When pictures and trailer clips of a disturbingly thin Lily Collins began to show up in my news feed the other week, I resolved to avoid the movie To The Bone and all discussions about it. I wasn't going to watch the trailer, read about the movie, comment about it on social media, or write a blog post about To The Bone, the first motion picture about eating disorders due out in the US on July 14 on Netflix. I was determined to sit this one out and wait for the buzz to pass.
Collins plays a severely anorexic teenager named Ellen, and when I say "severely anorexic," I am not exaggerating. She's a haunting figure, barely there. She is painfully ill and her body is painful to take in. Even now, writing about her, I feel a pit in my stomach--a raw visceral reaction that comes from a sincere concern for the actress, the memory of and deep care for the women with whom I have been in treatment, and from an honest and personal knowing about the life she portrays in the film. Also unsettling for me is the fact that Lilly has a history of anorexia and bulimia. And now, here she is, as sick as can be again, reliving anorexia. For all these reasons, I was set on not getting caught up in To The Bone. I just couldn't see how this movie and the hype around it would support me in my life.
Low and behold, the very next day after explaining all of this to a friend, I received an email from The Renfrew Center of Philadelphia, asking me to appear as an alumna on a local news station with Samantha DeCaro, PsyD, Assistant Clinical Director at Renfrew to discuss my reaction to the 3-minute trailer for the film. Of course, I was excited (exhilarated really) and quite touched Renfrew invited me to do this. How could I not be? And I am grateful they did, because it turns out I do have some important things to say about the trailer, and I am actually a better woman, mother, yoga therapist, and member of the eating disorder recovery community for speaking out.
In the less than 48 hours I had to prepare for my 3-minute interview on Fox29, I watched the trailer several times, read articles about the film and its director and lead actress, had a heart to heart with my husband, and put out an inquiry on social media, asking people to tell me about their thoughts, opinions, and concerns about the trailer for To The Bone.
After hearing back from so many people, I felt secure in my initial reaction to avoid the film. Many people had similar responses to Collins' physical appearance. More than that, they were deeply disturbed that the actress has a history of anorexia and bulimia and reported she lost weight in a "healthy" way for the film. Like the others who wrote to me, I am very worried about the message this sends to the recovery community as well as teens and others who are vulnerable to messages about weight loss and the connection between one's self-worth and jean size. After more than 20 years of healing from anorexia, I can say with confidence, that it is highly not possible to lose weight in a "healthy" way. And there is clearly nothing healthy about Collins' body, and I am worried about the state of her mind after embodying this role in such a dramatic way.
Based on the trailer, anorexia is clearly front and center. I am concerned that anorexia has become the face of eating disorders in the media. The "thin ideal" has glamorized the disease, making it a one-dimensional disease about weight and food. I am hopeful (fingers and toes crossed) that To The Bone will give voice and attention to other types of eating disorders and that other bodies, genders, races, and a spread of ages will be represented.
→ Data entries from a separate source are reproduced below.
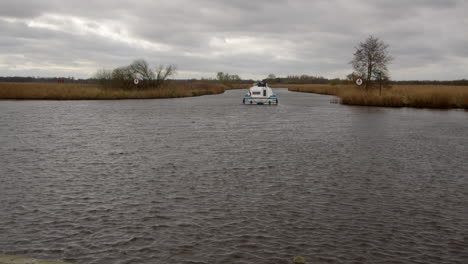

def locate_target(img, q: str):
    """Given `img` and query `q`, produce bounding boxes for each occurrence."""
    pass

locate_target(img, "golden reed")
[0,82,242,100]
[276,84,468,109]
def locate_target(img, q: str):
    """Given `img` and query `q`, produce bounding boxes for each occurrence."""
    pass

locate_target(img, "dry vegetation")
[278,85,468,109]
[0,82,249,100]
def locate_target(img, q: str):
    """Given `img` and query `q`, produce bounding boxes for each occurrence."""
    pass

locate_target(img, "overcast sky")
[0,0,468,80]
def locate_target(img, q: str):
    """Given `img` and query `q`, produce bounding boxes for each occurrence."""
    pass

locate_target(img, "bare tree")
[350,35,393,90]
[95,59,176,90]
[129,59,155,81]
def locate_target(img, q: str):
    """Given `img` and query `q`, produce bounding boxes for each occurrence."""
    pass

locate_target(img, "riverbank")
[276,84,468,109]
[0,82,249,100]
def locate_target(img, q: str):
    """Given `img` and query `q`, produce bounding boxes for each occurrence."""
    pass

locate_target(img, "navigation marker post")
[356,78,363,86]
[374,72,382,96]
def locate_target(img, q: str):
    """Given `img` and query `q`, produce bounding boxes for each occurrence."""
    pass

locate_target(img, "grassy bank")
[283,85,468,109]
[0,82,249,100]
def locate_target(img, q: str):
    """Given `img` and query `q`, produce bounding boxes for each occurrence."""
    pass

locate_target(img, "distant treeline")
[0,76,96,83]
[0,75,468,86]
[266,74,468,85]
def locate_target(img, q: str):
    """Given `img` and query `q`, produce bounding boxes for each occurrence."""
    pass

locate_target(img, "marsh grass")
[0,82,241,100]
[278,85,468,109]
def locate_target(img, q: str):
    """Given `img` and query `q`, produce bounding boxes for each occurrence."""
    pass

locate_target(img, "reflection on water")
[0,89,468,263]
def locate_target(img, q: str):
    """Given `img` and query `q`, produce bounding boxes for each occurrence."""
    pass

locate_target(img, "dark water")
[0,89,468,264]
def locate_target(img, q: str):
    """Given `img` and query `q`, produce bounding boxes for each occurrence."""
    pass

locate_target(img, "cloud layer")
[0,0,468,80]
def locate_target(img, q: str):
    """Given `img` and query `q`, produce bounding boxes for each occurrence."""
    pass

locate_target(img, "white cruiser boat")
[242,82,278,105]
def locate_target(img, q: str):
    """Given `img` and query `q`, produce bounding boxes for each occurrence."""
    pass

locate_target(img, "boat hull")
[242,97,278,105]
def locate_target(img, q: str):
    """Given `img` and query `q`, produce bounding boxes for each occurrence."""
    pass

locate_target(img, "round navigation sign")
[356,78,362,86]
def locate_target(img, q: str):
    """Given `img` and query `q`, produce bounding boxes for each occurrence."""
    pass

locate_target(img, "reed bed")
[0,82,241,100]
[285,85,468,109]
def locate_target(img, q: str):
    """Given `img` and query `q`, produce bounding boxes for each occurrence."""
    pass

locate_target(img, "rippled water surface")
[0,89,468,264]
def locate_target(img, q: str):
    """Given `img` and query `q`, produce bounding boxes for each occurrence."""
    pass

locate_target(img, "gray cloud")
[0,0,468,79]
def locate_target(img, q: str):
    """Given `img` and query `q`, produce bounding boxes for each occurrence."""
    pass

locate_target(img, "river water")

To exclude these bodies and voices would be a severe shortcoming on the part of the film and an enormous disservice to the eating disorder community, including the families and supports of those who struggle.
I am also hopeful that the movie will portray the complexity of eating disorders as well as capture the resiliency that is possible with proper treatment and dedication to one's healing. The joke in the trailer about "calorie Aspergers" is offensive, and not one appreciated by several of the people I corresponded with on social media. In the context of the movie, it may work. But as a one off, it makes me wonder if the complexity of anorexia will be brought to light.
Another concern is that the movie's ending will suggest that Ellen gets to go home cured. This just isn't the case in real life, and to give families and supports such false hope could be devastating for all parties involved. Let's hope that recovery isn't itself glamorized as a mountain that is conquered after a few weeks or months away at treatment.
Although I value Collins' lived experience and dedication to her career and mission to , I am concerned that To The Bone will fall short in its efforts to accurately educate. I worry it will trigger many and even set off a desire to be "sicker" in others. Still, I am hopeful that this film will initiate important conversations about eating disorders and their prevention and treatment. I am hopeful that the recovery community will come together with honest feedback about whether or not a motion picture in the first place is helpful. As my husband shared with me, a documentary is much more humane and real; let the individuals who are living it share in real time about their experiences.
There are many more concerns and hopes I have about To The Bone, but I want to turn this blog post over to you now. I'd like to hear your thoughts and opinions about the trailer. Please share in the comments or email me. It's only from learning from one another that we can grow stronger in our voice and more confident in our right to use it!
Sadly, the video clip of my interview is currently unavailable. Should it become available, I will be sure to update this post and share the interview with you.